I would like to point out that I have made my peace with emerging re-definitions of the concept of a "book," and I have no beef with the clever, very active folks at The Institute for the Future of the Book. Having said that, I was amused by the way Alice Waugh wrote about them in this post over at MobyLives, the blog of independent Brooklyn-based publisher Melville House. Even more amusing, perhaps, is the article she links to from the UK Telegraph, by Granta editor Alex Clark. (Mind you, the Telegraph is known to skew toward conservative politics in the UK.)
Waugh and Clark are both talking about the ideas of Bob Stein, the executive director of The Institute, as portrayed in Publishers Weekly following his presentation at O'Reilly's recent Tools of Change conference. In this PW link I've included the comments the article received, which Clark points out is kind of Stein's ideas in action: readers can respond to the text and the author can respond to the reader, flattening (as Stein characterizes it) the hierarchy between author and reader. There are some good comments in which people explain what they feel are the limits to Stein's theory. Put quite simply by reader Cheryl Peebles, "if everyone weighs in on how sue grafton should make kinsey milhoune respond to a situation, her books (and any book) would be infinite and impossible to read to a satisfying conclusion." Fair point. Maybe comments are useful then?
Again, I fall back on a concern of economics, and that's what Clark points out in part in his Telegraph piece. How can writers make money in this situation, or how can publishers? I can see the value in publishing more projects and getting them online, saving money on production costs and therefore being able to reach fewer (but more dedicated) readers. But will readers pay for something that's changing, that they can then contribute to and watch change? This does seem quite tedious. Waugh envisions revisions coming and coming and coming, so "the poor old writer has to go back again. And again and again and again -– until he is sick with boredom and ready to murder anyone who has a single word to say about his masterpiece. It sounds like a Borgesian nightmare." Another fair point!

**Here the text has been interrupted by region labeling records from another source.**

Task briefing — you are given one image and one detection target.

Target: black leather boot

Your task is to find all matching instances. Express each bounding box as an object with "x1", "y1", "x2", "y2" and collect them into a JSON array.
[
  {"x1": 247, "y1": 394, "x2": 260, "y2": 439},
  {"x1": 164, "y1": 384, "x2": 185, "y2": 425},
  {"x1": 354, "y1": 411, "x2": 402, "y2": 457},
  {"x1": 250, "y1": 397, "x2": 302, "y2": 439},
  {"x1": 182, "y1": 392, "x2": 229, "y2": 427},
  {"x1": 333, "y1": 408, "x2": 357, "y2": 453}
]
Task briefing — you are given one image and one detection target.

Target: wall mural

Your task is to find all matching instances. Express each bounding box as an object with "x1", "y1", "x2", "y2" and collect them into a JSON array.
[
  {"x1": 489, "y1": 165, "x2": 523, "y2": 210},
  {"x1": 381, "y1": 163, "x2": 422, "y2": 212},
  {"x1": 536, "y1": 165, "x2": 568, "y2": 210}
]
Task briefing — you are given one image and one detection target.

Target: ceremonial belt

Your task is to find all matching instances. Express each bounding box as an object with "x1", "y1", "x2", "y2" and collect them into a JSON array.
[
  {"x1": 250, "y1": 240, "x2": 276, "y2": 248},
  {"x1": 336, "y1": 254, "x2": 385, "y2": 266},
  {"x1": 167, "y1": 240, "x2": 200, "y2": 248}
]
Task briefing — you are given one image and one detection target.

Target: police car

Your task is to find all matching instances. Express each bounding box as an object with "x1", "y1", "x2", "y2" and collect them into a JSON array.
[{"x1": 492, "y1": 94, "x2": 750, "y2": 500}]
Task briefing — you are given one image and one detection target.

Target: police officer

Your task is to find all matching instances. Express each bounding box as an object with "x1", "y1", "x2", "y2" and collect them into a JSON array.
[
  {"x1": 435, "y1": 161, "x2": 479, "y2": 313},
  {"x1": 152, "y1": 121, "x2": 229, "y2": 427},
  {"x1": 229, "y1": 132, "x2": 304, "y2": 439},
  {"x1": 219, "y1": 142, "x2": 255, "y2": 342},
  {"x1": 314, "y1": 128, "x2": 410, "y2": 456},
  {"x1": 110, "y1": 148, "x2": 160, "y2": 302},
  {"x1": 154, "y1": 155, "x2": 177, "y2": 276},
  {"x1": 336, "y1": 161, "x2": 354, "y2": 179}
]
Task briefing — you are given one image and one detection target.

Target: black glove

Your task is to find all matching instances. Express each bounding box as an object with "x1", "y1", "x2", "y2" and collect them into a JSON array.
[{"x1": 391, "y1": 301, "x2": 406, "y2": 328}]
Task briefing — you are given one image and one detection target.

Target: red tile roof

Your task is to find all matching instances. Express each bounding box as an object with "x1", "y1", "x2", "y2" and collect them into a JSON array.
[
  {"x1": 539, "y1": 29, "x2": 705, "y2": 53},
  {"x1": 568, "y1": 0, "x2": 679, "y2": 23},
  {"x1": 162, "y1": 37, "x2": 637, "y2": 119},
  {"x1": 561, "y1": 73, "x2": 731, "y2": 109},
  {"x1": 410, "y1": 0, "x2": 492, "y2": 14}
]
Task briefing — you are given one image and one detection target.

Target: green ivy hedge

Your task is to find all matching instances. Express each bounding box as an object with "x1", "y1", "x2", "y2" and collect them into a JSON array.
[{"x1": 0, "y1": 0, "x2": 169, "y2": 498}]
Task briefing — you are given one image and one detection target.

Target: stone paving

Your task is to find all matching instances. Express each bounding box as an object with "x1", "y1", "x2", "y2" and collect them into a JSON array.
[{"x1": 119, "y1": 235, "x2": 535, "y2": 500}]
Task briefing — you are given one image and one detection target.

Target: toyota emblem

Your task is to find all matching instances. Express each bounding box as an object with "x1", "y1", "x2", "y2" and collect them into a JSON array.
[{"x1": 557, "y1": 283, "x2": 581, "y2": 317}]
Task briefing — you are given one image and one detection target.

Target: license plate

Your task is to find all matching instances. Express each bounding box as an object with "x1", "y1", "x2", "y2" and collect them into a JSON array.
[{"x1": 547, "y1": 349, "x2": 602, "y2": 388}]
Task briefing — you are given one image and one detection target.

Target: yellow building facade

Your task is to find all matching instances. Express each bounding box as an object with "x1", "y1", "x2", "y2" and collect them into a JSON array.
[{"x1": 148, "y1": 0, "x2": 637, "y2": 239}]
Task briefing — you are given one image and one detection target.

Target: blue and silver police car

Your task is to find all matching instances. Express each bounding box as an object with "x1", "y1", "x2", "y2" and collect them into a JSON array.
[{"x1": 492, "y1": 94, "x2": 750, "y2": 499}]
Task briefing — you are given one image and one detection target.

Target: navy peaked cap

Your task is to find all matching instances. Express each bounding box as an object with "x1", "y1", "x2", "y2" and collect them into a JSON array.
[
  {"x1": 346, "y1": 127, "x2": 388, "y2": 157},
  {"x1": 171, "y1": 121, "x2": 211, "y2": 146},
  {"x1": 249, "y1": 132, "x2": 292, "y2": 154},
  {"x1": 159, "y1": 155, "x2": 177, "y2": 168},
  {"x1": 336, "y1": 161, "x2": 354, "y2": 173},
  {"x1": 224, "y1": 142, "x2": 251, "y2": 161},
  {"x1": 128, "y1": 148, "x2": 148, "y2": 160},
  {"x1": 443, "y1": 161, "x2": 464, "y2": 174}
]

I'm still thinking through this future of publishing and can see possibilities with emerging technology, but I fear we are putting it to the lowest common denominator if we go forth with books as social spaces, where anyone can add input. I already can't stand newspaper articles with a bunch of inane comments underneath, do I want to see that in my books too? And won't the author's voice get lost in the cacophony? And if there is not enough money in the system, who will continue to contribute voices? The people who can afford it. Madison McGraw who has her own project online on the PW article says outright: "I'm not worried about the decline of the publishing industry - I''m motivated by it. I have two things that the publishing industry lacks: a sense of humor and nothing to lose." People have jobs to lose, and have lost them, and that's enough to make one lose their sense of humor.